September 6, 2017
Launching a startup is never easy. When 80 percent of new companies fail in the first few years, the statistics aren’t in your favor. However, that shouldn’t dissuade you.
I’ve learned that the most successful product launches embody three traits: rhythm, balance, and patience. Leaders face their steepest challenges in hiring the right teams, managing multiple work streams, and dealing with delays, but those who consistently keep these principles in mind tend to make more rational and researched decisions and better handle obstacles.
These three strategies for maintaining rhythm, balance, and patience have helped me avoid a dramatic fate.
Get in the Rhythm of Hiring Strategically
No startup has the budget for hundreds of employees, but I’ve seen countless fails because leaders don’t hire the right people early enough.
Often, the best early hires have a few key characteristics that qualify them to lead a launch component: They patch one of management’s weaknesses, possess subject matter expertise similar to a founder’s level, and share the company’s brand principles. To help bring rhythm to the hiring process, ensure that team members share a vision for the launch and agree on the definition of success.
You don’t have to anticipate every need and burden the company with hiring costs at the outset, so hire key employees early and then others closer to the launch date.
Balance All Work Streams With Clearer Goals
Each employee is responsible for a different work stream, with the manager accountable for all, from high-level strategy to core coding. Many managers struggle to find the balance between delegation and micromanaging.
Across every stream, transparent, measurable goals can help propel startups forward. My best launch plans have relied on technology to chart key objectives and empower a small team to own their respective streams. Though any tool that acts as a project management vehicle summarizing open and completed high-level tasks is useful. I’ve used Asana to give my team the resources they need, establish regular check-ins, and proactively ask how I can help them succeed.
Work with team leaders to determine and document these goals in specific terms, and communicate with them early, regularly, and in writing, on what to accomplish and what to avoid. Let the team handle the rest. This, in addition to tools like Asana, provides a framework that helps deliver the high-level, real-time status you require.
Cultivate Patience for Inevitable Delays
Delays are inevitable. The best managers make themselves part of the delay to understand the decisions surrounding it and to plan the response. Incorporating feedback from a focus group of hopeful clients early in the development process helps managers prioritize the most impactful features and maintain the schedule.
In our most recent launch, we hit our first delay just two weeks into development and lost a week of productivity. Once the problem was on my radar, I relocated myself to sit with our development and product leads, joining weekly meetings and holding five-minute stand-up sessions with our head of product and our CTO until we regained our productive rhythm.
To avoid repeats and minimize downtime, we’ve instituted more of these short check-ins.
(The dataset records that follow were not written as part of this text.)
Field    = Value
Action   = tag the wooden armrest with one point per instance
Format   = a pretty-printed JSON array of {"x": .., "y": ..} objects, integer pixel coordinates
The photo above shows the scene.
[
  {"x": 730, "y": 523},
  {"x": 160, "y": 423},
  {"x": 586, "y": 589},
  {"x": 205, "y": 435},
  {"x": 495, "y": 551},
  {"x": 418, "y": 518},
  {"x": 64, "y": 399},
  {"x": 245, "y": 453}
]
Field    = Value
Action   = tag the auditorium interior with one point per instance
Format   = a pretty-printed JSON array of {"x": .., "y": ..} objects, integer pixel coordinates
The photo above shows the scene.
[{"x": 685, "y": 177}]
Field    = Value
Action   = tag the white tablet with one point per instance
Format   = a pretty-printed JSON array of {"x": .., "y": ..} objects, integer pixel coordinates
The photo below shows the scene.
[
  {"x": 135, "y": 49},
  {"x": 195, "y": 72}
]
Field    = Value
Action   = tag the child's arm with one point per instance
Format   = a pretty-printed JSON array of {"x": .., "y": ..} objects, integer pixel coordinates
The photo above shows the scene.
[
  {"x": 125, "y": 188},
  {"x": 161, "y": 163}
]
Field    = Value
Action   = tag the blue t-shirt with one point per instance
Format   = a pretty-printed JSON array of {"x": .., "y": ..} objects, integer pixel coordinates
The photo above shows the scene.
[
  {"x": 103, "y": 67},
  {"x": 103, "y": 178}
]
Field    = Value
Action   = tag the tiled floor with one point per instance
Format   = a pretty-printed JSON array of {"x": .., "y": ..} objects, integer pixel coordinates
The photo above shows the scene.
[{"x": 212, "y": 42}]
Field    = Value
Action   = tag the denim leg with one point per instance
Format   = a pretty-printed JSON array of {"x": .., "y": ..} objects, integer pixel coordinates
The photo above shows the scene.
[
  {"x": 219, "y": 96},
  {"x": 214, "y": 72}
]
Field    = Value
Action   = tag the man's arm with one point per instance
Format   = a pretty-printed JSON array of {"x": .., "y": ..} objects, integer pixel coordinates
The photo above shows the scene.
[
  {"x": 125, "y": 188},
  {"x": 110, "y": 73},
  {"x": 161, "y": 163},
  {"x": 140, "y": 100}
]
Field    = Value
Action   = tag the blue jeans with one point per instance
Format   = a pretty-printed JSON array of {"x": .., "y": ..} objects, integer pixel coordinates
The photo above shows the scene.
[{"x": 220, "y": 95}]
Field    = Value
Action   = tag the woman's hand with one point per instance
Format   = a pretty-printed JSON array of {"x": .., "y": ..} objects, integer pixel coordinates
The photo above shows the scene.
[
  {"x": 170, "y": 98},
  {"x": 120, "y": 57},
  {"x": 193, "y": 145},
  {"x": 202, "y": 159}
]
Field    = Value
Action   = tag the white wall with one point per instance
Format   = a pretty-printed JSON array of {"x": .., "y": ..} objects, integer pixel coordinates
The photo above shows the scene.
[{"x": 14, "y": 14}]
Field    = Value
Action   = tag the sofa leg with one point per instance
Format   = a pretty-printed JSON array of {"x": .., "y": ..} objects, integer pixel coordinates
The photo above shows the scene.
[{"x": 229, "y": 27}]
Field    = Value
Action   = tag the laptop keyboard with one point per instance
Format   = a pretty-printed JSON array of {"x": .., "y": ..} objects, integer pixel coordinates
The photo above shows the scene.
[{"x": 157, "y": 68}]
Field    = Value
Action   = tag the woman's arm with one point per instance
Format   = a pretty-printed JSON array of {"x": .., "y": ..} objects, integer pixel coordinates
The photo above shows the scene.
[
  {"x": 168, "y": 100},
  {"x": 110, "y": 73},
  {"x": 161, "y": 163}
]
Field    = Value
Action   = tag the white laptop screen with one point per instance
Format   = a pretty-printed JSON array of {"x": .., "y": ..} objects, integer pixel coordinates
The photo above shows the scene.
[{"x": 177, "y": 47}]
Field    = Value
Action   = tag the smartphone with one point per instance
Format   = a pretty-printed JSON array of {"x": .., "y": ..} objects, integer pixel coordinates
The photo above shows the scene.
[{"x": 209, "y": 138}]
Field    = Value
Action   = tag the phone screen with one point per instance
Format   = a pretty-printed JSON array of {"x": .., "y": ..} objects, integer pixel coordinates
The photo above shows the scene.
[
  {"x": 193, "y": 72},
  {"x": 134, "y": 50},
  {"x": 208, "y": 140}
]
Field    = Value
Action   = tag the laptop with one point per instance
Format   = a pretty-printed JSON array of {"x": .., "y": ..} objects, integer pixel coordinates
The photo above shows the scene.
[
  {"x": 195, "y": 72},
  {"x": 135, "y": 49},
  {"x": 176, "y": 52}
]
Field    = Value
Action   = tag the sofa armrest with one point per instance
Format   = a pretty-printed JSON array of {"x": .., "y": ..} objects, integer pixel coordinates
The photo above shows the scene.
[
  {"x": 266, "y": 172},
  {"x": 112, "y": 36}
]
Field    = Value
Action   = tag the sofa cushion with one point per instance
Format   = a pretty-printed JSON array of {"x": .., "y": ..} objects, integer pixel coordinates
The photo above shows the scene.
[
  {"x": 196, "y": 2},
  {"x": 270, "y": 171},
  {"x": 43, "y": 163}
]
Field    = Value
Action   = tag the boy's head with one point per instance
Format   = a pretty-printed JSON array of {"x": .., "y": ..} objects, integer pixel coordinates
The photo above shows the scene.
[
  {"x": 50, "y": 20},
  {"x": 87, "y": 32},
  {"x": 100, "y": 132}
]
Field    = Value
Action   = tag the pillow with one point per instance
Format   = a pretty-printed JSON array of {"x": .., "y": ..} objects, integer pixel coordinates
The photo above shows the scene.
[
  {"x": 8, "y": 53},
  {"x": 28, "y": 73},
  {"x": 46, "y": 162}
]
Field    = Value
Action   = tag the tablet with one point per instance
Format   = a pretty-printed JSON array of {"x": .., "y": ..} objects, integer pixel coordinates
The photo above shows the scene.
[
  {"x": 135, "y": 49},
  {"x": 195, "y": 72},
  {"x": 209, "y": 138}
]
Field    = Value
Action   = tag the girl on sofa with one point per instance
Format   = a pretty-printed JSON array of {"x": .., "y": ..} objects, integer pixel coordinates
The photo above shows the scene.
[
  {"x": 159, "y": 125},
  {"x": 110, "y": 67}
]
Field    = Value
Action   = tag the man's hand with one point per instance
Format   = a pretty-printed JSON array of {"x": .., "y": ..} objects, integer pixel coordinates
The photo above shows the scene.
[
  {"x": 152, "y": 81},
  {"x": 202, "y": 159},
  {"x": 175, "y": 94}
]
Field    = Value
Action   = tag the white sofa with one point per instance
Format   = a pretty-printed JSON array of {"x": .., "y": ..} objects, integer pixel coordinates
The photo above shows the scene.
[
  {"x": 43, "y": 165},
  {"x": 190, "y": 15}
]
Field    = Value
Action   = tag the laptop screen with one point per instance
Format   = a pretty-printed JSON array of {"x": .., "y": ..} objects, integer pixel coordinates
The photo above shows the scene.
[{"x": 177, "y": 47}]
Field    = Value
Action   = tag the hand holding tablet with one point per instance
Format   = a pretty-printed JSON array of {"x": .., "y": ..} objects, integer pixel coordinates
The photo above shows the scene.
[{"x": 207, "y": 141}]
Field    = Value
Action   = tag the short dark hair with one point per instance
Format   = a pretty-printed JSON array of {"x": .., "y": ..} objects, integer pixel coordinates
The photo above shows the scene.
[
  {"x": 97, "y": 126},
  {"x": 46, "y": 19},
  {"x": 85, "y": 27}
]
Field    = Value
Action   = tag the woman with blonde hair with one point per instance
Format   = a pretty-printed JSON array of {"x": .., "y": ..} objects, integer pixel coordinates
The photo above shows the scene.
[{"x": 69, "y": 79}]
Open communication through tools such as Jira, Slack, Dropbox, and Skype provide minimally interruptive avenues to track progress. Additionally, they show launch-inexperienced team members the prospect or investor feedback on their progress and can cultivate the patience they need to persevere.
Every launch encounters problems. By assembling a strategic team, keeping them focused with measurable goals, and delivering results, you can help to avoid the pitfalls that doom most launches and maximize your new product’s success.